ブラウザ上の表示から、ヘッドセット全体の表示に切り替える処理は下記のようになります。
const canvasElement = document.getElementById('myCanvas');
// getVRDisplaysを使用して、ブラウザからアクセスできるヘッドセットを探索します。
navigator.getVRDisplays().then(function(displays) {
if(displays.length > 0) {
// ブラウザ上での表示からヘッドセット全体での表示に切り替えます。
vrDisplay = displays[0];
vrDisplay.requestPresent([{source: canvasElement}]).then(function() {
// 表示の切り替えに成功したら、canvasへの描画を開始します。
});
}
});
実際は表示を切り替えるためのボタンを用意し、ユーザーの操作で表示を切り替える必要があります。また付属コントローラーの戻るボタンを押すとVRモードが解除できるのですが、ただ解除するだけだとcanvasがVR用にレンダリングされた状態のままになってしまうため、vrdisplaypresentchange
イベントを使用してモードの変更を検知し、適宜正しいレンダリングを行うなどスクリプト側で制御が必要です。

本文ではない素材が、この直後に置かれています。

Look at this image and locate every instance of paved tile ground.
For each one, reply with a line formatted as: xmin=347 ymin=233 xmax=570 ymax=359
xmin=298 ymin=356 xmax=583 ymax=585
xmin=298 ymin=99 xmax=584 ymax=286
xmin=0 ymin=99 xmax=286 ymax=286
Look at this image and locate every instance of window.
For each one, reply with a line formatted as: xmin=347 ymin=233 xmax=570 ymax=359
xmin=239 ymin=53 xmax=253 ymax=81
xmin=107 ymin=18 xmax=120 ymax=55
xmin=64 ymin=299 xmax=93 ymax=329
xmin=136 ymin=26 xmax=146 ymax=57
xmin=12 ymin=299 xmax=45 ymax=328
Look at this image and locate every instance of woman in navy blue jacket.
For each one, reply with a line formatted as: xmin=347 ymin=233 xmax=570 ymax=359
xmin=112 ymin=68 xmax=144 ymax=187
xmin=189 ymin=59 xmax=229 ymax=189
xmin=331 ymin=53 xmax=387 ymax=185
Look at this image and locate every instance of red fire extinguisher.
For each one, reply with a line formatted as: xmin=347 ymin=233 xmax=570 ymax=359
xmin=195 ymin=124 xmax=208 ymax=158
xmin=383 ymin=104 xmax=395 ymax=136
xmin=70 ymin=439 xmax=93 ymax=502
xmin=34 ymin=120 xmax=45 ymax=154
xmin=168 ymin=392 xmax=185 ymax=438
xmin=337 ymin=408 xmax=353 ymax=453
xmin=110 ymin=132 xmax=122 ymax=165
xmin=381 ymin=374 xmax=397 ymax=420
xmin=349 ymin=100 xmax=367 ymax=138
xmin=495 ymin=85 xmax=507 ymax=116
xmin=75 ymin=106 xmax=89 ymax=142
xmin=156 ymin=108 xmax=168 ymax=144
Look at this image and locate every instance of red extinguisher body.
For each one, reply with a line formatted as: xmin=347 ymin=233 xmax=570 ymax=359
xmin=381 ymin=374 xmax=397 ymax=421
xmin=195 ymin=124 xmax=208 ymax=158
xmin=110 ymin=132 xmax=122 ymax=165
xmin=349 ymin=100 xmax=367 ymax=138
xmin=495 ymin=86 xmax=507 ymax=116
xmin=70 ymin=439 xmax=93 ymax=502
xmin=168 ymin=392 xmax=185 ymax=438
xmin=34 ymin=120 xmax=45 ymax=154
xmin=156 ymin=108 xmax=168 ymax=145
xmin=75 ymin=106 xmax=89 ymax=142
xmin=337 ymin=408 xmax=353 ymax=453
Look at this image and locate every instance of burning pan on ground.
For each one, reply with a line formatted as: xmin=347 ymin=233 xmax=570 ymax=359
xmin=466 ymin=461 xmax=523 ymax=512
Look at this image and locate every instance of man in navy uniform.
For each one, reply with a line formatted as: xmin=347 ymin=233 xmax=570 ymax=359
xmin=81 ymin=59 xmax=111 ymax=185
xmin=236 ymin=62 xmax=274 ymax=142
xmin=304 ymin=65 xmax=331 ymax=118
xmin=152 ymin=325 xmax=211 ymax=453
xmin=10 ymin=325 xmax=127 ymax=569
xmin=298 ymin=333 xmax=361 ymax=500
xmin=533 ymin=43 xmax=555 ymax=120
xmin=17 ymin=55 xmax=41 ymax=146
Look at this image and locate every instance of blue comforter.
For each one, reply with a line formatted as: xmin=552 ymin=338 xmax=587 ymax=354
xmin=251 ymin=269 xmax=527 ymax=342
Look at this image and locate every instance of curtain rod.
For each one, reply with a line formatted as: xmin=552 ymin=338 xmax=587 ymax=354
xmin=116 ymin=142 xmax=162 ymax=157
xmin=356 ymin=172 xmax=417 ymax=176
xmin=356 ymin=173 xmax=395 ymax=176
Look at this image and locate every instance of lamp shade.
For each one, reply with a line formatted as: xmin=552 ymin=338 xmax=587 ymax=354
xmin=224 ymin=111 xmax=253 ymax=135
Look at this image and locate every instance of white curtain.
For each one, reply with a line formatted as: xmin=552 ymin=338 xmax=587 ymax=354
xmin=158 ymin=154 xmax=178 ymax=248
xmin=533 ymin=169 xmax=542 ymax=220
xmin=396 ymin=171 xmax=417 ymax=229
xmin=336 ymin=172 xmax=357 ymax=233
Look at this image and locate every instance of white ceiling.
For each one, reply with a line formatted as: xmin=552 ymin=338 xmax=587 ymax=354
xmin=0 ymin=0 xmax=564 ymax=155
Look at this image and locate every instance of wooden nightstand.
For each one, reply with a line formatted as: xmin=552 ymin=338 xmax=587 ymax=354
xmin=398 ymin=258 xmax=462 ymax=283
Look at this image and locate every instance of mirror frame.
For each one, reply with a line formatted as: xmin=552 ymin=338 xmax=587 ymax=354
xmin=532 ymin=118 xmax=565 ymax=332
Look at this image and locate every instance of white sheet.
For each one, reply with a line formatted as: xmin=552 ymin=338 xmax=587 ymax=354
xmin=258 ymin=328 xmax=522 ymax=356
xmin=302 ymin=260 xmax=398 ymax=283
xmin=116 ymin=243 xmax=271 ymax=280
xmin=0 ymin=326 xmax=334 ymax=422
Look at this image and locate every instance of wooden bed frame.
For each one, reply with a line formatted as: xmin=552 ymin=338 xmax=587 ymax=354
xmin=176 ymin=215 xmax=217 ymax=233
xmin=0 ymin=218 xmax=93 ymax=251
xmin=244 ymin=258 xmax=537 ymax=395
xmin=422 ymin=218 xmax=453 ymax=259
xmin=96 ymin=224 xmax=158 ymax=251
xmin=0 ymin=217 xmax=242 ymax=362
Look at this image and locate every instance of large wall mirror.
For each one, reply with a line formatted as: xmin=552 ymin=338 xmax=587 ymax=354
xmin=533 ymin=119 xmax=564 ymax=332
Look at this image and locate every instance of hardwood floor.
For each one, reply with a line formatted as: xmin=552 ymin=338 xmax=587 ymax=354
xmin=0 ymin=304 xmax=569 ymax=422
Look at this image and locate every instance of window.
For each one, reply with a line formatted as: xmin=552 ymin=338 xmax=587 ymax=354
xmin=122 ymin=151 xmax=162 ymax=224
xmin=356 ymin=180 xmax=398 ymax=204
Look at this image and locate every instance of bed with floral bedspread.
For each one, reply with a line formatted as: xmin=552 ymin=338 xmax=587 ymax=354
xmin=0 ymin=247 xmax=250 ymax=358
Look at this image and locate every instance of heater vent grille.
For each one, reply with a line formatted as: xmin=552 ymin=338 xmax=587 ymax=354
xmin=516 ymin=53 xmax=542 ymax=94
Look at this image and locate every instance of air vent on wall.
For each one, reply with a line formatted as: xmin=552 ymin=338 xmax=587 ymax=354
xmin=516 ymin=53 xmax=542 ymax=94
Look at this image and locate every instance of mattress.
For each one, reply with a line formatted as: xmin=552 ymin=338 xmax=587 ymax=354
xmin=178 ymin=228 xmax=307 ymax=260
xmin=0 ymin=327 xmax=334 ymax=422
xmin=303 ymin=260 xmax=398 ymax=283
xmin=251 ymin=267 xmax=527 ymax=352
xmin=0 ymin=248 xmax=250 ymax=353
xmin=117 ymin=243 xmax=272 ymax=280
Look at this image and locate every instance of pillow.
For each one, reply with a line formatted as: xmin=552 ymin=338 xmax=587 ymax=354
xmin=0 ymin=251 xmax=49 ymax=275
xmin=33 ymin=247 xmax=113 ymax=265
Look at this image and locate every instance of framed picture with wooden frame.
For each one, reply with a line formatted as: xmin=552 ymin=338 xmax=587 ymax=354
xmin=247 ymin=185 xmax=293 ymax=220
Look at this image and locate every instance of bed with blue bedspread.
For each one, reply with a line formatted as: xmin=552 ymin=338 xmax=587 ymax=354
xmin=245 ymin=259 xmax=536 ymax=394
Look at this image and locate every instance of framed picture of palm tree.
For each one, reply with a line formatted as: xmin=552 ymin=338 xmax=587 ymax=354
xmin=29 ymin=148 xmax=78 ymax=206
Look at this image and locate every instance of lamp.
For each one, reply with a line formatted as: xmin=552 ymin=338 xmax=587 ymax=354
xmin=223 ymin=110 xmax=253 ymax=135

VRコンテンツにおいて特に重要なヘッドトラッキングは、WebVR APIに含まれる「VRFrameData」インターフェースを利用することで実現できます。VRFrameDataは射影行列とビュー変換行列の値を持っています。canvasを左目用と右目用の2画面に分割し、2つの行列をカメラとシーンに適用するだけです。three.jsの利用が前提ですが、レンダリング処理は下記のようになります。
function render() {
const WIDTH = width * 0.5;
const HEIGHT = height;
vrDisplay.getFrameData(frameData);
renderer.clear();
// 左目用の画像を描画
renderer.setViewport(0, 0, WIDTH, HEIGHT);
camera.projectionMatrix.fromArray(frameData.leftProjectionMatrix);
scene.matrix.fromArray(frameData.leftViewMatrix);
scene.updateMatrixWorld(true);
renderer.render(scene, camera);
renderer.clearDepth();
// 右目用の画像を描画
renderer.setViewport(WIDTH, 0, WIDTH, HEIGHT);
camera.projectionMatrix.fromArray(frameData.rightProjectionMatrix);
scene.matrix.fromArray(frameData.rightViewMatrix);
scene.updateMatrixWorld(true);
renderer.render(scene, camera);
// レンダリングしたフレームをヘッドセットに送信します。
vrDisplay.submitFrame();
vrDisplay.requestAnimationFrame(render);
}
もちろんVR用のボタンを追加したりなど他にも調整は必要ですが、Web標準技術だけでVRコンテンツを作ることができます。Oculus Goの登場で手軽にVRを体験できるようになり、WebVR APIを使えば手軽にVRコンテンツを作ることができます。この手軽さは今後ますますVR業界を発展させる重要なポイントとなりそうです。
一方でVR上のユーザーインターフェースはまだ決まりきっていないような気がしています。Oculus Goにはポジショントラッキング機能がついていないため、回り込んで見るといったことができませんが、寝そべりながらブラウジングをしたり、動画を見たりなどユーザーによって様々な使い方があります。どんなインターフェースが使いやすいのか研究していきたいと思います。